Musings

On Missing Linguistic Isolation

Photo on 30-09-2013 at 17.31

Something clicked in my head while I was away this Summer. I don’t know if it was something I ate, something I drank, something I smoked, but there was a definite moment when a feeling I had long felt became actualised by the outside world. That feeling of loneliness, of otherness, of being an outsider, that feeling whereby I struggle to communicate, where there is a hesitancy between what I think and my ability to express it in a readable, understandable manner… I think I have always felt, often felt, usually felt, that I don’t quite exist on the same wavelength as other people, and constantly having to communicate through deep language barriers (my English, exemplary, but otherwise pidgin Spanish, forgotten GCSE German, restaurant Italian, non-existent French and the Moroccan Arabic for “Thank you”) activated a level of distance between personal interaction that felt rather… felt rather right.

It felt correct, true, it felt appropriate that I’d have to think before speaking.

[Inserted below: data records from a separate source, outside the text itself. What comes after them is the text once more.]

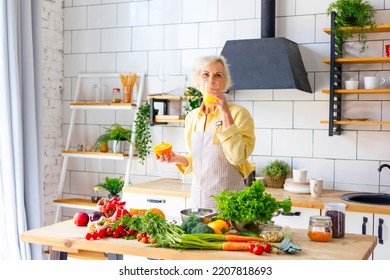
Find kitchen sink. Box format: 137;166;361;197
340;192;390;206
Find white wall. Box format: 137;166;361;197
52;0;390;221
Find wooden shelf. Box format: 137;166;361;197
62;150;129;159
322;89;390;94
323;57;390;64
323;24;390;34
53;198;97;210
321;120;390;125
147;95;187;101
154;115;185;122
70;102;136;109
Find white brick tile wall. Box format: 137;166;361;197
218;0;256;20
46;1;390;224
254;101;293;128
272;129;313;157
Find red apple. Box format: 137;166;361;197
73;211;89;226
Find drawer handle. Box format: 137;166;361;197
378;218;384;245
362;216;367;235
147;198;166;204
277;210;301;216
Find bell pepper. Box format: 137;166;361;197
207;219;229;234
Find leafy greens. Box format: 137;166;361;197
212;180;292;224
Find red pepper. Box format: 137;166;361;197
110;208;130;222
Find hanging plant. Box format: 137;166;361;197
327;0;376;57
134;102;152;165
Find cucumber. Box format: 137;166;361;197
238;230;260;238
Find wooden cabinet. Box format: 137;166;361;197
345;212;390;260
322;12;390;136
272;207;321;229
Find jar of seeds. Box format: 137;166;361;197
324;202;346;238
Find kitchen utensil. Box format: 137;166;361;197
345;79;359;90
180;208;218;223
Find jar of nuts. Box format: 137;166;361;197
259;223;284;242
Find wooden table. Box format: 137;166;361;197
21;220;376;260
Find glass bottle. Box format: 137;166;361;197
112;88;121;103
308;215;332;242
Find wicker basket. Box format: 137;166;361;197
264;176;286;188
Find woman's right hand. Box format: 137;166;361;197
155;151;188;167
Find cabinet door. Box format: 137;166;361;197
272;207;320;229
122;192;187;222
345;212;374;235
373;214;390;260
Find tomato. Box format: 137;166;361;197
128;228;135;236
264;243;273;253
92;231;99;240
105;227;113;236
252;245;264;255
98;229;106;238
112;229;120;238
248;243;256;253
140;236;148;243
85;232;92;240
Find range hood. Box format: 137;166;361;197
220;0;312;93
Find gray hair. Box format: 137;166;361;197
190;55;233;92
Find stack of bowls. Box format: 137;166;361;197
283;178;310;193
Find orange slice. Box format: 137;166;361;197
147;208;166;219
153;142;172;157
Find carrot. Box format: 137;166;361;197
221;241;250;251
223;235;264;243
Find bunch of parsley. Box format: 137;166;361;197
212;180;292;224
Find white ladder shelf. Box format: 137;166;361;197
54;73;145;222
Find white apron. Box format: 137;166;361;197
189;129;245;208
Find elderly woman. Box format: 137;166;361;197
156;55;255;208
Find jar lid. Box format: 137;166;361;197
259;223;283;232
309;215;332;225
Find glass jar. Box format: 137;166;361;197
308;216;332;242
324;202;346;238
259;223;284;242
112;88;121;103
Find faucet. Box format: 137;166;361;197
378;164;390;172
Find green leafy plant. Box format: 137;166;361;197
212;180;292;224
93;133;110;150
97;176;124;196
105;123;132;141
182;86;202;116
327;0;376;57
134;102;152;165
262;159;290;178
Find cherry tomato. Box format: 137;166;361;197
264;243;273;253
92;231;99;240
128;228;135;236
248;243;256;253
85;232;92;240
105;227;113;236
140;236;148;243
98;229;106;238
112;229;120;238
252;245;264;255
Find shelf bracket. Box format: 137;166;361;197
328;11;343;136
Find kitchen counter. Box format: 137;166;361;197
123;178;390;215
21;219;376;260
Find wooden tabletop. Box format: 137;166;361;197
124;178;390;214
21;219;376;260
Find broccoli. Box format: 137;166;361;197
190;222;215;234
181;216;202;234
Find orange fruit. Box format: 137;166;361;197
129;208;147;216
147;208;166;219
153;142;172;157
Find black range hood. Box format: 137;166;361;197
220;0;312;93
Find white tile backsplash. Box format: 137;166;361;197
218;0;256;20
294;101;328;129
182;0;218;23
254;101;293;129
72;29;101;53
276;15;316;44
87;4;117;29
117;2;149;27
132;26;164;51
272;129;313;157
64;7;87;30
199;21;235;48
313;130;357;160
101;28;132;52
357;131;390;161
164;24;199;50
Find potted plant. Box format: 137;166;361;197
262;159;290;188
327;0;376;57
134;102;152;165
94;133;110;152
97;176;125;199
182;86;202;117
106;123;132;153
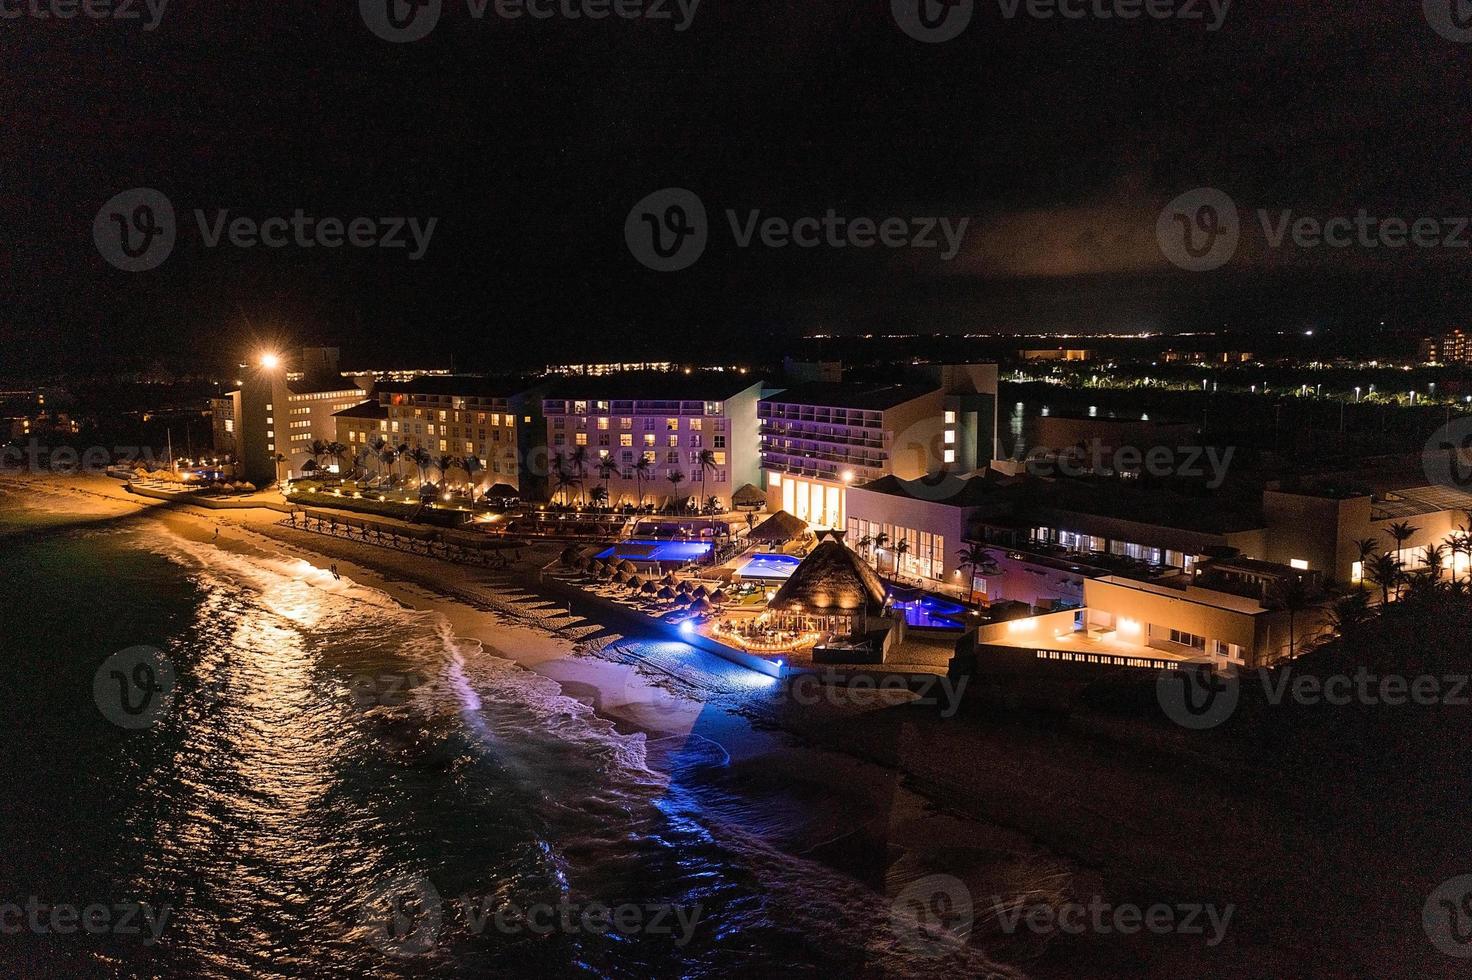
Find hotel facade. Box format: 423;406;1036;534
228;348;371;486
760;363;998;531
335;376;549;498
542;373;763;510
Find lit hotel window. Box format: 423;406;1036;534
944;411;956;424
943;430;955;444
1290;559;1309;570
943;450;955;463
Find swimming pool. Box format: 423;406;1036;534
735;553;801;580
597;539;713;563
888;593;969;630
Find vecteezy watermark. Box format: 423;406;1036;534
0;898;172;945
0;0;169;30
94;646;177;729
359;0;700;43
1424;875;1472;957
990;895;1233;946
0;442;171;475
785;670;969;718
624;188;971;271
1424;416;1472;490
1015;440;1235;489
348;670;430;710
891;0;1228;43
889;874;973;957
1159;187;1472;272
1158;665;1472;730
93;188;437;272
1424;0;1472;43
359;873;703;957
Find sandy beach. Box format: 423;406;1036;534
5;473;1460;978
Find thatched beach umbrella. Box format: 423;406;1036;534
657;585;677;600
691;585;709;599
673;594;692;607
676;580;693;594
690;597;714;615
709;589;729;605
628;575;645;590
618;559;638;575
662;572;679;585
641;580;659;595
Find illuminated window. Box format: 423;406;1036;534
620;434;633;447
1290;559;1309;570
644;434;655;447
943;450;956;463
944;430;955;444
944;410;956;424
575;433;588;446
597;417;610;430
666;418;679;431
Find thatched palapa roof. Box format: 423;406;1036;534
770;530;887;613
731;484;766;509
748;510;808;543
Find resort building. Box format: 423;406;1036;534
760;363;999;529
340;376;550;498
229;347;372;486
541;372;763;511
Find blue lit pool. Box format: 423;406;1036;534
597;539;713;563
735;553;801;579
888;593;969;630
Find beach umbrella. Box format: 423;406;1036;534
662;572;679;585
628;575;645;589
598;565;614;579
676;580;693;594
618;559;638;575
673;594;693;607
691;585;709;599
613;570;629;584
709;589;729;605
641;581;659;595
657;586;677;600
691;598;714;615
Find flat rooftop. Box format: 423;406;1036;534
761;382;936;411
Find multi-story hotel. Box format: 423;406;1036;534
1419;328;1472;364
228;347;372;486
541;373;763;510
335;376;549;498
760;363;998;529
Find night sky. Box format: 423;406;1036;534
4;0;1472;375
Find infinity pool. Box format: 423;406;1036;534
888;593;969;630
735;553;801;579
597;539;713;563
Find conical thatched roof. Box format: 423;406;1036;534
770;530;887;613
690;597;714;615
628;575;645;589
749;510;808;543
618;559;638;574
709;589;729;604
641;580;659;594
657;585;677;599
731;483;766;508
673;593;692;607
485;483;520;498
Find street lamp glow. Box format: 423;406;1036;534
260;353;281;370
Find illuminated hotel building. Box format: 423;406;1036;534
228;347;371;485
760;364;998;529
542;373;762;510
339;376;549;498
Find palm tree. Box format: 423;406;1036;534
553;469;580;507
1422;543;1447;581
462;454;483;496
1271;575;1312;659
893;539;910;578
379;446;398;485
327;441;349;476
872;531;890;571
353;445;375;480
1366;552;1403;606
436;454;460;489
589;486;609;509
956;543;1000;604
597;456;619;506
705;495;720;515
1386;520;1420;563
665;469;686;511
410;447;433;487
395;443;411;483
857;534;874;561
1326;591;1371;639
308;439;330;470
570;445;590;508
695;449;717;510
268;451;286;486
633;456;653;510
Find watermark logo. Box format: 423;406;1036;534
93;646;176;730
0;0;170;30
625;188;971;271
361;0;442;42
0;898;172;944
990;895;1233;945
348;670;430;711
1424;416;1472;490
1157;187;1239;272
1156;664;1239;730
785;670;969;717
93;188;176;273
890;874;973;956
1425;0;1472;43
625;188;707;272
892;0;974;43
94;189;438;271
1425;875;1472;957
360;874;444;958
885;411;970;503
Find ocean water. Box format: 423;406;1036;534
0;494;1001;979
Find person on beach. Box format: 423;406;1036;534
330;564;341;580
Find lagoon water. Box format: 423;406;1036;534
0;494;985;978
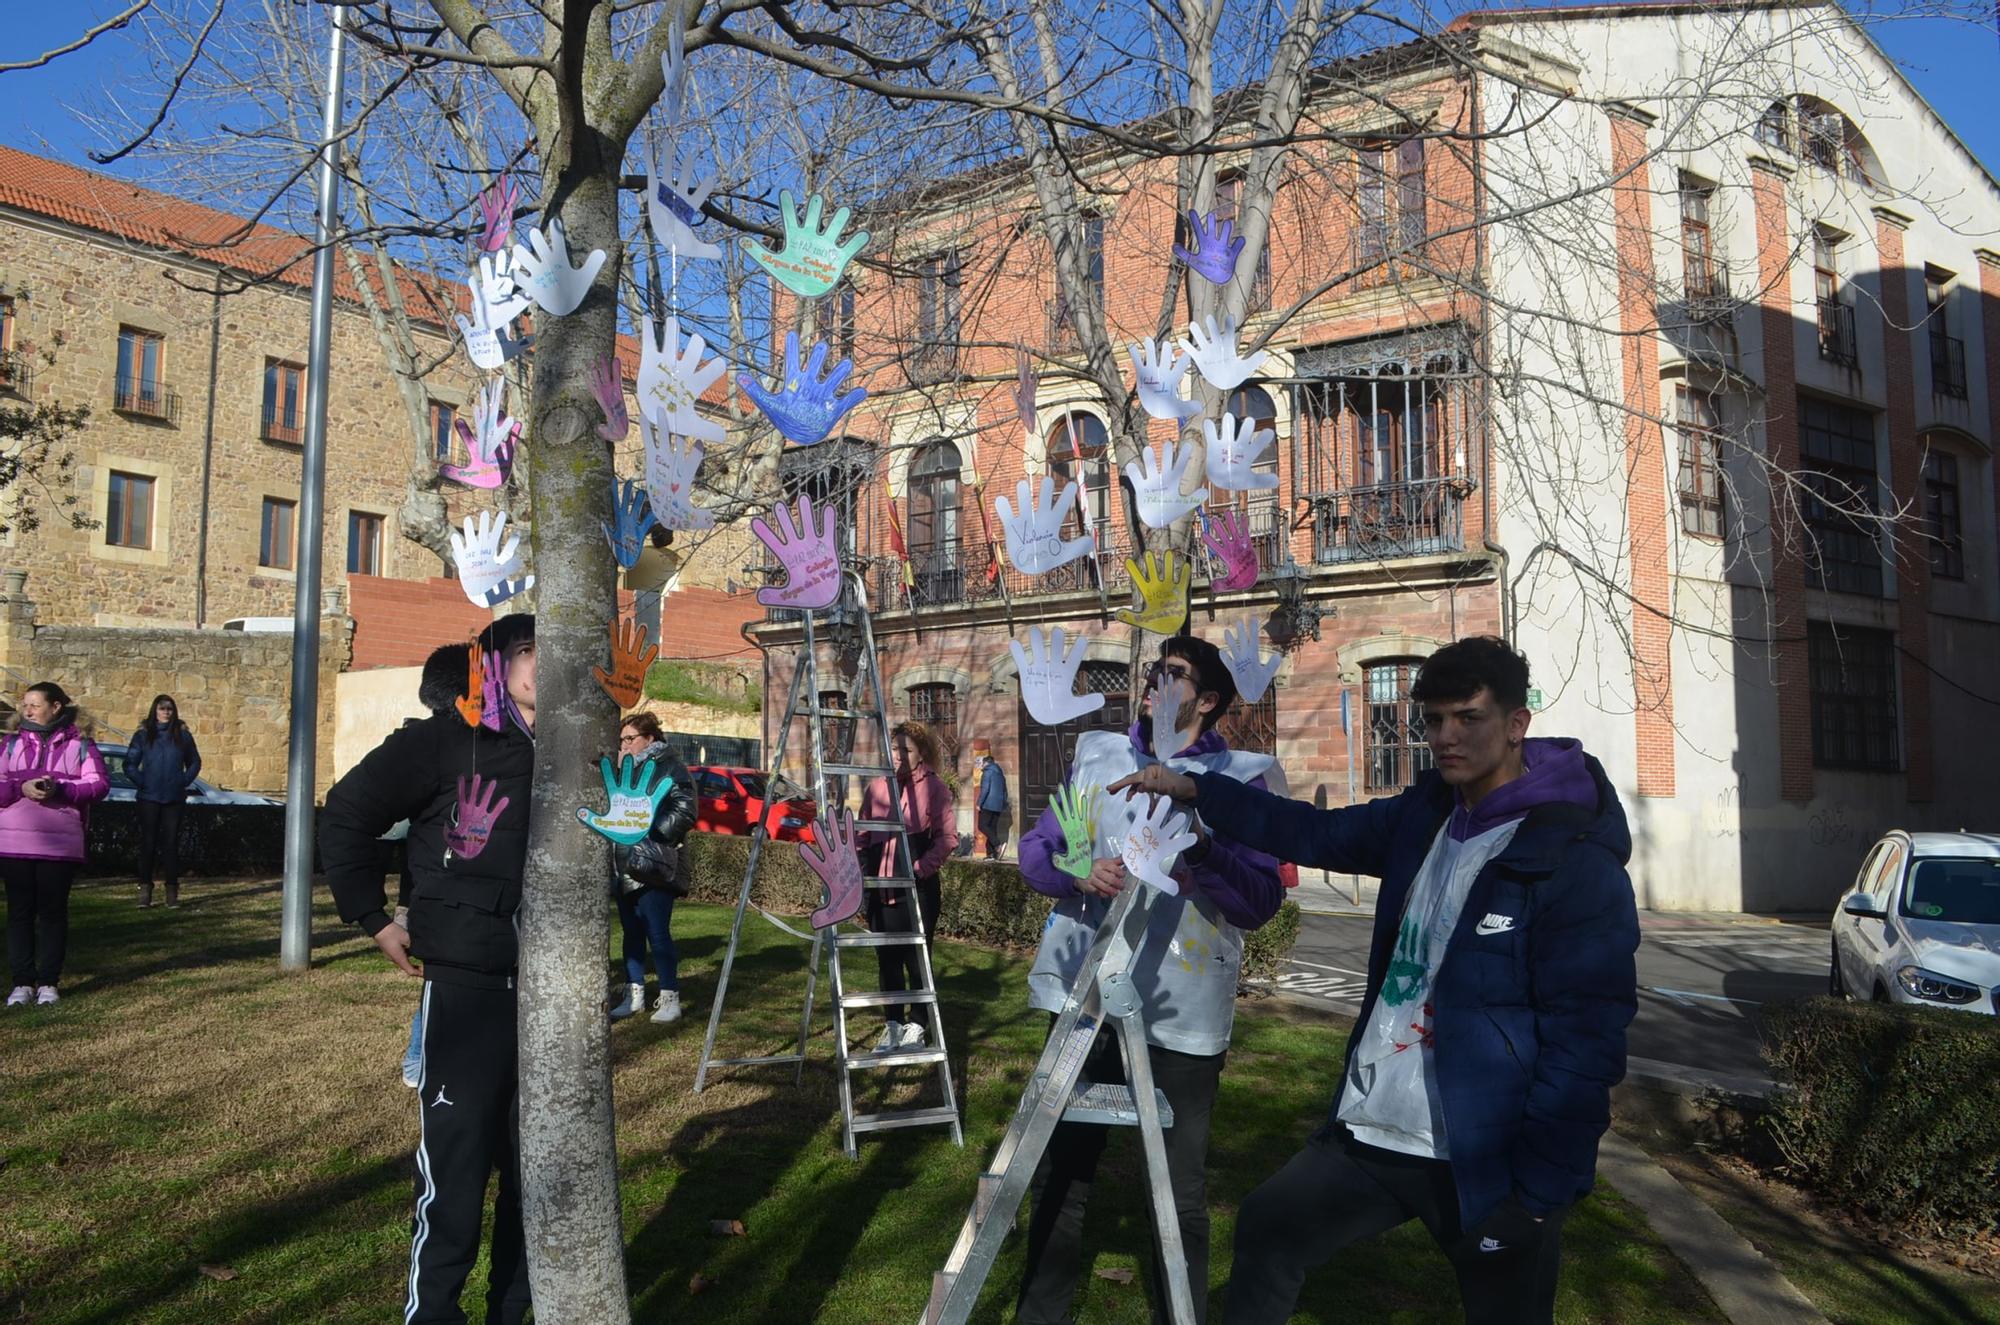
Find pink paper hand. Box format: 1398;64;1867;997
445;774;511;859
590;355;630;442
439;433;516;490
480;648;506;731
752;492;842;611
802;808;864;929
476;173;519;254
1201;509;1260;592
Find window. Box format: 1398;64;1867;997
1365;660;1433;791
917;250;961;345
1356;139;1426;269
1210;385;1283;565
1676;386;1726;538
1798;397;1881;595
1396;139;1427;254
116;326;171;418
833;280;857;358
0;296;12;350
1923;450;1964;580
907;440;962;604
909;682;960;769
1217;689;1277;756
105;471;155;549
1814;232;1855;366
1047;411;1113;565
347;510;384;576
429;400;457;462
1679;174;1719;299
1353;377;1443;487
1051;214;1104;340
0;297;23;393
1214;174;1272;311
818;688;855;762
1755;101;1792;153
259;496;296;570
1808;622;1899;771
1812;230;1839;303
1926;268;1967;398
262;360;304;443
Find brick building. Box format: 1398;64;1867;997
750;1;2000;911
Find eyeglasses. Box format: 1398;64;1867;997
619;732;645;745
1144;660;1201;689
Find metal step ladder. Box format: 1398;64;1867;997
918;881;1193;1325
694;572;963;1159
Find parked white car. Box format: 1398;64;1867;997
1829;830;2000;1014
93;741;281;807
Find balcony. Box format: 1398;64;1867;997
114;379;180;425
1817;299;1857;369
1308;477;1467;565
1660;268;1739;371
0;349;31;396
261;410;304;445
1931;332;1968;399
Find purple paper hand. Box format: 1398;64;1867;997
1201;509;1260;592
1015;345;1038;434
753;492;842;611
476;174;519;254
590;355;630;442
737;331;868;446
1172;208;1246;287
803;808;865;929
445;774;511;860
481;648;506;731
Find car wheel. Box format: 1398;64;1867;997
1871;982;1891;1005
1828;938;1846;998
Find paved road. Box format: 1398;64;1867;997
1278;908;1831;1090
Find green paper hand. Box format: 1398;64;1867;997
1380;916;1428;1007
576;754;673;846
1051;781;1098;879
742;189;869;299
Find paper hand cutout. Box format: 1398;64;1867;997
590;355;630;443
439;432;515;490
1050;781;1099;880
510;218;605;317
1148;673;1199;762
1182;314;1268;392
1205;413;1278;492
476;174;519;254
658;21;689;128
1221;618;1282;703
1129;338;1202;424
456;379;520;465
753;492;842;611
456;256;531;371
603;477;657;569
1119;792;1199;895
480;646;506;731
1015;346;1038;434
639;413;715;531
737;331;867;446
576;754;674;846
1125;441;1209;529
451;510;527;605
636;315;727;442
1172;208;1246;287
1201;509;1261;592
1011;624;1107;726
1117;551;1191;634
483;576;534;608
742;189;868;299
593;616;659;708
997;477;1094;577
647;143;722;261
454;645;484;728
803;808;865;930
444;774;510;860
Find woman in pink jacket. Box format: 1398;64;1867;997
857;720;958;1053
3;682;110;1007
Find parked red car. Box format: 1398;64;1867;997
690;765;817;843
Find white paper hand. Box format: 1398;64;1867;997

There was a level of necessitated cognitive distance, a pause when approaching the most simple of back-and-forths. And I liked this, I enjoyed it. It took the pressure off immediate speed and immediate vitality, and I became used to simplifying my English, turning it into bad Spanish, straining for a single appropriate word in French… There was an effort required. And communication could only happen if both parties involved were willing to dedicate time and attention to the event. Personal interaction became both more personal – in that a focus was required from both parties, a momentary need to acknowledge the other individual as a person – but also much less personal due to the limiting constraints of partly-shared languages. So I could feel noticed and momentarily valued without having to ever share my opinions, stories, or personality, and thus illustrate my crippling lack of personal worth.

And I miss this. I’m struggling with the pauses that have become inherent in my conversation in England, with silences gaining in awkwardness, with an unsatisfiable need to develop, construct, form an argument, an idea, tell stories… Several times I have found myself beginning anecdotes that have nowhere to go, I’ve lost my vocal spark, my conversational aplomb. I’ve lost something, something clicked away: I became used to not being able to freely express myself to others, and enjoyed it so much that I am struggling, even weeks after returning, to get back into the swing of normal, unstilted conversation. I became unable to be part of a community by being a literal outsider, literally isolated, yet now I am back I must confront anew the constant, less justifiable, sense of not-belonging amongst people with whom I should feel some sort of shared cultural sympathy/knowledge. Which is annoying.